Mit dem Champions-League-Finale am Samstagabend hat sich der europäische Klubfußball endgültig in die Sommerpause verabschiedet und alles fiebert der anstehenden Europameisterschaft in Polen und... Überangebot im Mittelfeld bietet viele taktische Möglichkeiten – das ist der EM-Kader von Italien

Mit dem Champions-League-Finale am Samstagabend hat sich der europäische Klubfußball endgültig in die Sommerpause verabschiedet und alles fiebert der anstehenden Europameisterschaft in Polen und der Ukraine entgegen. Bevor das Turnier beginnt nimmt abseits.at in Teaminfos die einzelnen Mannschaften genau unter die Lupe, analysiert die jeweiligen Kader und Hintergründe. Lest hier alles über die italienische Auswahl.

Ohne große Probleme und ohne Niederlage qualifizierte sich der Weltmeister von 2006 für die anstehende EM-Endrunde.

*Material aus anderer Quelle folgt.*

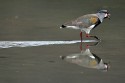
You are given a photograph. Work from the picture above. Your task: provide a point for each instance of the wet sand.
(25, 20)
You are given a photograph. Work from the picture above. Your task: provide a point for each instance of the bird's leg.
(81, 36)
(81, 40)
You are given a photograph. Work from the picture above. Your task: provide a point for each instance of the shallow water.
(38, 21)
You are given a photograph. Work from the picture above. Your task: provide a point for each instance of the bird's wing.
(86, 21)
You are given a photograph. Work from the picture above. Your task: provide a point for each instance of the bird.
(87, 59)
(87, 22)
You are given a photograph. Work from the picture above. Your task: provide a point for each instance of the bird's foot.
(87, 35)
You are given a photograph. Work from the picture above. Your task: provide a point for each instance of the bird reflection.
(87, 59)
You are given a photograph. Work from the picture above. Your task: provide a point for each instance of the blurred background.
(39, 20)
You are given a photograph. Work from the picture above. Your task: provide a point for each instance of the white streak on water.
(8, 44)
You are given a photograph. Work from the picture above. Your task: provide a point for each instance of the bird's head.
(105, 13)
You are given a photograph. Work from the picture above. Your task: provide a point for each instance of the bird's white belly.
(87, 30)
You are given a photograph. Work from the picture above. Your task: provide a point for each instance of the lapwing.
(87, 22)
(87, 59)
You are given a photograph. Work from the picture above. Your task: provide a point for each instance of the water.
(25, 25)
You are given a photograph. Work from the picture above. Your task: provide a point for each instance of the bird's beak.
(108, 15)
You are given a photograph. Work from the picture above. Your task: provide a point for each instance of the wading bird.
(87, 22)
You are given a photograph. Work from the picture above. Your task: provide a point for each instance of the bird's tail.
(63, 26)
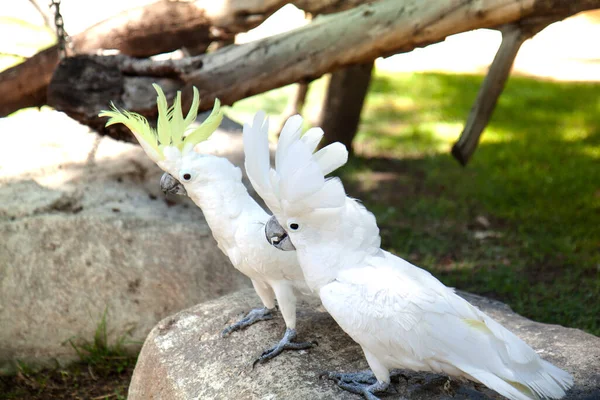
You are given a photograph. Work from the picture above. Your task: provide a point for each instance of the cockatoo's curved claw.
(255, 315)
(366, 376)
(363, 383)
(284, 344)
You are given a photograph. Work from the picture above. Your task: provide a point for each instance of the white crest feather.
(298, 181)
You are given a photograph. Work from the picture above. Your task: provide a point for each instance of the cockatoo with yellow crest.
(236, 220)
(401, 316)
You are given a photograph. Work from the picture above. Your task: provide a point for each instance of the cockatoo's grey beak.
(277, 236)
(168, 184)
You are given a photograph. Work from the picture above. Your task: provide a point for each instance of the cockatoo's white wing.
(407, 318)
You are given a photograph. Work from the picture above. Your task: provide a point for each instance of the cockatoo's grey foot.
(366, 376)
(284, 344)
(365, 389)
(255, 315)
(363, 383)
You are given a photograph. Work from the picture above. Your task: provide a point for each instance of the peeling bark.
(156, 28)
(355, 36)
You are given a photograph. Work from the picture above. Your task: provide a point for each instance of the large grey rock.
(84, 229)
(185, 358)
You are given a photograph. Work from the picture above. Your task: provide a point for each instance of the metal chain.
(61, 34)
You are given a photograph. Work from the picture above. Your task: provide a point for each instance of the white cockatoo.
(236, 220)
(400, 314)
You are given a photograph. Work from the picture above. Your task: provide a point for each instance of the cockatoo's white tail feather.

In der Qualifikationsgruppe C mit Estland, Serbien, Slowenien, Nordirland und den Färöer-Inseln wurde das Team von Cesare Prandelli mit zehn Punkten Vorsprung auf die zweitplatzierten Balten überlegen Gruppensieger. Der 54-jährige Coach, der nach der WM 2010 beim italienischen Verband anheuerte, gilt als sehr experimentierfreudig, hat in 19 Länderspielen bereits 47 verschiedene Spieler einberufen. Auch mit seinem vorläufigen EM-Kader versetzte der ehemalige Betreuer der Fiorentina viele Leute in Erstaunen, indem er zwei Zweitliga-Spieler sowie vier Neulinge nominierte und sich so mit einer 32-Mann-starken Riege auf das Großereignis vorbereitet. Bis zum 29. Mai muss Prandelli damit noch ganze neun Akteure streichen.

Das Aufgebot im Überblick

Tor: Gianluigi Buffon (Juventus), Morgan de Sanctis (Napoli), Salvatore Sirigu (Paris St. Germain), Emiliano Viviano (Palermo)

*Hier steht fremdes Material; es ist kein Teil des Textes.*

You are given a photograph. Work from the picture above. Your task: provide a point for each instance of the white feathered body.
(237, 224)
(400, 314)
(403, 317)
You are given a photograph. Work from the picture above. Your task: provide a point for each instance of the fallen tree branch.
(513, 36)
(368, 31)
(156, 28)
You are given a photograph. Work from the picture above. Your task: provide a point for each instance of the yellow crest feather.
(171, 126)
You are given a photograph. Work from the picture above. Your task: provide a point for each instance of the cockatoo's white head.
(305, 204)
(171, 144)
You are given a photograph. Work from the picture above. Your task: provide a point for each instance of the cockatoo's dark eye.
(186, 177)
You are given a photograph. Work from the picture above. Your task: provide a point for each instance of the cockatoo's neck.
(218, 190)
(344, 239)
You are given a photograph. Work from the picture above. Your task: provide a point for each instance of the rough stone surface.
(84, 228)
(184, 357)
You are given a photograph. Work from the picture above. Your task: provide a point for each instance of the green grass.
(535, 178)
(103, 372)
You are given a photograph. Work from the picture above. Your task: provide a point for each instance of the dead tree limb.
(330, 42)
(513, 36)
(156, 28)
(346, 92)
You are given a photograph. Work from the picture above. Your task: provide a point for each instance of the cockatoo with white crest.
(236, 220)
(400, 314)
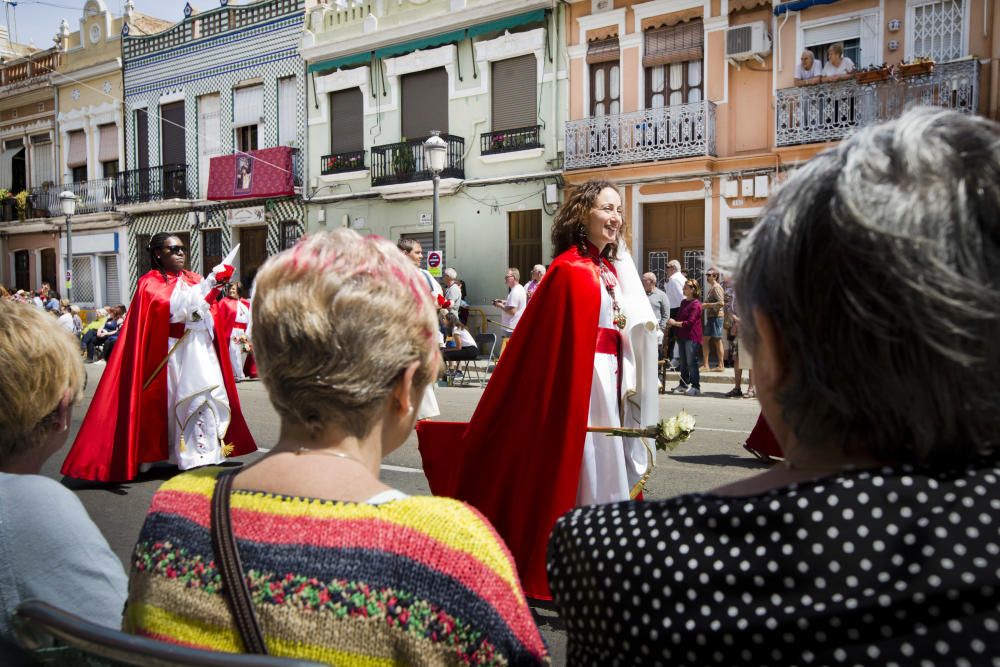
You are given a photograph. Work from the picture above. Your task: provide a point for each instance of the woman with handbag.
(332, 564)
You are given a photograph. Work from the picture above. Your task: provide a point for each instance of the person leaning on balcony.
(877, 539)
(808, 71)
(838, 66)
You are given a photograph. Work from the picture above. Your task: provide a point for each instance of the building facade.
(490, 77)
(693, 108)
(215, 120)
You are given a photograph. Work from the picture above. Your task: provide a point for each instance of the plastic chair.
(38, 625)
(487, 344)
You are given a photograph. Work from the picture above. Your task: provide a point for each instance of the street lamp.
(435, 155)
(68, 201)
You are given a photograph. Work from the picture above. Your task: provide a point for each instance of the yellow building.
(693, 108)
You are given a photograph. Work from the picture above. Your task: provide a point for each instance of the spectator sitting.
(90, 339)
(808, 71)
(383, 577)
(52, 551)
(877, 541)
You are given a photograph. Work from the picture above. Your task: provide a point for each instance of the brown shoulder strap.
(227, 559)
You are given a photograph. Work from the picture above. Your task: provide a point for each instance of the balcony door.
(677, 229)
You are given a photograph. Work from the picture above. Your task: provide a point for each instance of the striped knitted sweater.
(415, 581)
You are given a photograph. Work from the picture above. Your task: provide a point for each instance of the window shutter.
(248, 106)
(515, 93)
(674, 44)
(77, 156)
(172, 134)
(425, 103)
(603, 51)
(286, 111)
(347, 127)
(108, 151)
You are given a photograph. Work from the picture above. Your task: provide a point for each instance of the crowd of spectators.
(874, 543)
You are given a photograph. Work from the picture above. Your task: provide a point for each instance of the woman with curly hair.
(586, 346)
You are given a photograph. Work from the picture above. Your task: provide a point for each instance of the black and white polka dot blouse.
(893, 566)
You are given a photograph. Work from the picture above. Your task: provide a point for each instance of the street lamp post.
(68, 200)
(435, 154)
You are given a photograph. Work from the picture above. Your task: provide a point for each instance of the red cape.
(126, 426)
(224, 314)
(518, 461)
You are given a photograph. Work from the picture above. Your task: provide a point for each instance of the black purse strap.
(227, 559)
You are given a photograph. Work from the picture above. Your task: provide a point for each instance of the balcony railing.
(404, 162)
(506, 141)
(339, 163)
(680, 130)
(831, 111)
(153, 184)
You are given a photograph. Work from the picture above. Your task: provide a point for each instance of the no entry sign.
(434, 263)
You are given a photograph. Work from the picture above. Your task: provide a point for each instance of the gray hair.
(879, 264)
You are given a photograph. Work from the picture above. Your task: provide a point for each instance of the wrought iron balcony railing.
(169, 181)
(339, 163)
(506, 141)
(680, 130)
(830, 111)
(404, 162)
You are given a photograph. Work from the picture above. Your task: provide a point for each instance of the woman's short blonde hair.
(337, 319)
(39, 361)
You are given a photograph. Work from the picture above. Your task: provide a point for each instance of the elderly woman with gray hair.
(869, 294)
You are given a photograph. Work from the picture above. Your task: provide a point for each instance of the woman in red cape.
(129, 421)
(522, 464)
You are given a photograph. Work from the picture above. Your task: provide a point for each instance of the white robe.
(611, 466)
(199, 412)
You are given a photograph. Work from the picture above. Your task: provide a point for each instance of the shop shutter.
(515, 86)
(347, 123)
(425, 103)
(674, 44)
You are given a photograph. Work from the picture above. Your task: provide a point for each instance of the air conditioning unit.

Abwehr: Ignazio Abate (Milan), Davide Astori (Cagliari), Federico Balzaretti (Palermo), Andrea Barzagli (Juventus), Salvatore Bocchetti (Rubin Kasan), Leonardo Bonucci (Juventus), Giorgio Chiellini (Juventus), Domenico Criscito (Zenit St. Petersburg), Christian Maggio (Napoli), Angelo Ogbonna (Torino), Andrea Ranocchia (Inter)

Mittelfeld: Luca Cigarini (Atalanta), Daniele De Rossi (Roma), Alessandro Diamanti (Bologna), Emanuele Giaccherini (Juventus), Claudio Marchisio (Juventus), Riccardo Montolivo (Fiorentina), Thiago Motta (Paris St. Germain), Antonio Nocerino (Milan), Andrea Pirlo (Juventus), Ezequiel Schelotto (Atalanta), Marco Verratti (Pescara)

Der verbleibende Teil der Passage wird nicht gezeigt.